Fuck it, why not? I thought despairingly. I’d have to spend years processing all the points he’d brought up about me. Why not give him something to think about, too?
“I mean you don’t love me.” I squared my shoulders. “It’s fine,” I added. “Things are still very new between us, even if the past couple months feel like years, and . . . why are you laughing?” I demanded, seeing his chest shake with mirth.
“Because you might be spectacular in bed, but no one’s that spectacular,” he got out between infuriating chuckles.
Anger shot through me. “What’s that supposed to mean?”
His mirth faded as his expression sobered. “You’re serious? But you told me you remembered my last words.”
At that, pain arced through me enough that I looked away. “I do. You, ah, said that you could have loved me.”
“No. I didn’t.”
My gaze snapped back up. “What?”
“You misheard me,” he said, ripping my heart apart.

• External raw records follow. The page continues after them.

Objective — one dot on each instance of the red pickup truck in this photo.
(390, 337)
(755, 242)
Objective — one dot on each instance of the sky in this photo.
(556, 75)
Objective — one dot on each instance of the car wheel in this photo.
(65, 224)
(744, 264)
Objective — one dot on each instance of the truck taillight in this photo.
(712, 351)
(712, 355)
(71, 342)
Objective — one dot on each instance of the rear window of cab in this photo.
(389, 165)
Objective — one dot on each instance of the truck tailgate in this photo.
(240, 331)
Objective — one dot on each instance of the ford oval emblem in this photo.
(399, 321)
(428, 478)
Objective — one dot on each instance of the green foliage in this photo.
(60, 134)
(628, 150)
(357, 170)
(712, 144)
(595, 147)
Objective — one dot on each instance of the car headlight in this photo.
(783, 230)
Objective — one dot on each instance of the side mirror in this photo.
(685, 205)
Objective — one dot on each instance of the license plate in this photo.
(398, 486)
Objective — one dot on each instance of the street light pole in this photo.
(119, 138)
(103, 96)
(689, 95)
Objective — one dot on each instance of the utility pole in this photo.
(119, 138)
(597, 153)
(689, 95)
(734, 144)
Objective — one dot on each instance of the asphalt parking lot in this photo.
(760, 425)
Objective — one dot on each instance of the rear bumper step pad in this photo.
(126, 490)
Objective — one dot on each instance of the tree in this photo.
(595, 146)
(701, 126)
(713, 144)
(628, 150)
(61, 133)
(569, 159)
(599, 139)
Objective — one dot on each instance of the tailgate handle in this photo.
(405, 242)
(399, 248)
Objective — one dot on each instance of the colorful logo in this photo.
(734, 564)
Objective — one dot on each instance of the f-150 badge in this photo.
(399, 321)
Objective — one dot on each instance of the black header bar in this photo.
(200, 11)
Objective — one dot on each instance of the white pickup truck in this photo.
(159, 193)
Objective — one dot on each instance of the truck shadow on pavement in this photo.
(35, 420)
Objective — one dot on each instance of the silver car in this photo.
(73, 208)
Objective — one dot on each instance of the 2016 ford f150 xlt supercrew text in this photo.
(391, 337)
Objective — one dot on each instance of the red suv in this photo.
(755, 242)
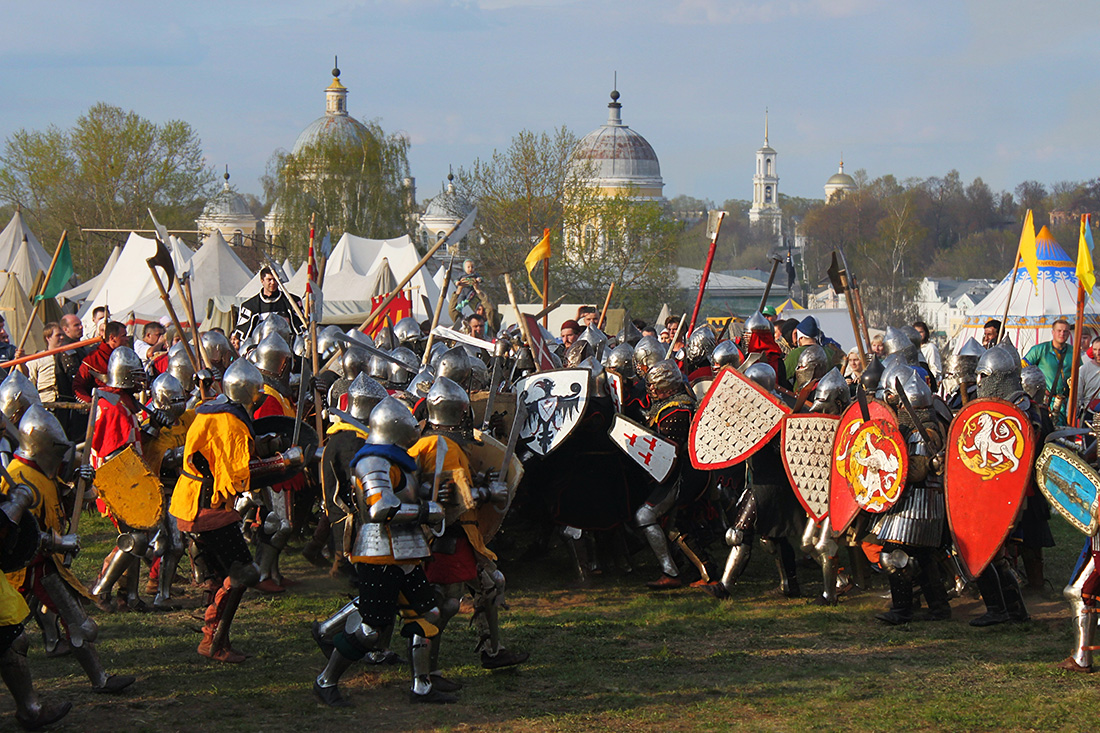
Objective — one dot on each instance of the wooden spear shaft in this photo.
(37, 302)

This whole time, I’d clung to the hope that one day, “could have” would turn into “did,” and this whole time, I’d been wrong?
“Not really a surprise,” he went on, heedless to how he was shredding me. “Half my brain was pronged end to end with one bone knife while the other half was partially skewered by a second. Not a recipe for intelligibility, is it?”
I sucked a breath in and held it so I wouldn’t scream. “What did you say, then?” I managed to ask in a calm tone.
He closed the space I’d put between us. “Not ‘could.’ I didn’t chase you all over God’s green earth before branding myself a married man in front of the whole bloody vampire council because I could have loved you. I did it because my actual last words were ‘should have told you I loved you.’”
I froze with such suddenness, it was as if I’d used my abilities to make time stand still. I knew I should say something, but I was too shocked . . . and too afraid that somehow, this wasn’t happening. I’d wanted it too much for it to be real.
His lips curled as he yanked me closer. “Heard me properly this time? Or do you need to hear it again?” His mouth lowered. “Should have told you I loved you,” he said against my lips. “Whether you’re Veritas the Law Guardian, Ariel the vampire-witch, or Death’s scary demigod daughter. Doesn’t matter. In all your forms, in every manifestation of yourself, I love you.”
Then he claimed my mouth with a kiss that made me glad I was sitting down, because otherwise, it would have leveled me. He didn’t stop kissing me for the next several hours, but I managed to speak between them, and it was the same four words.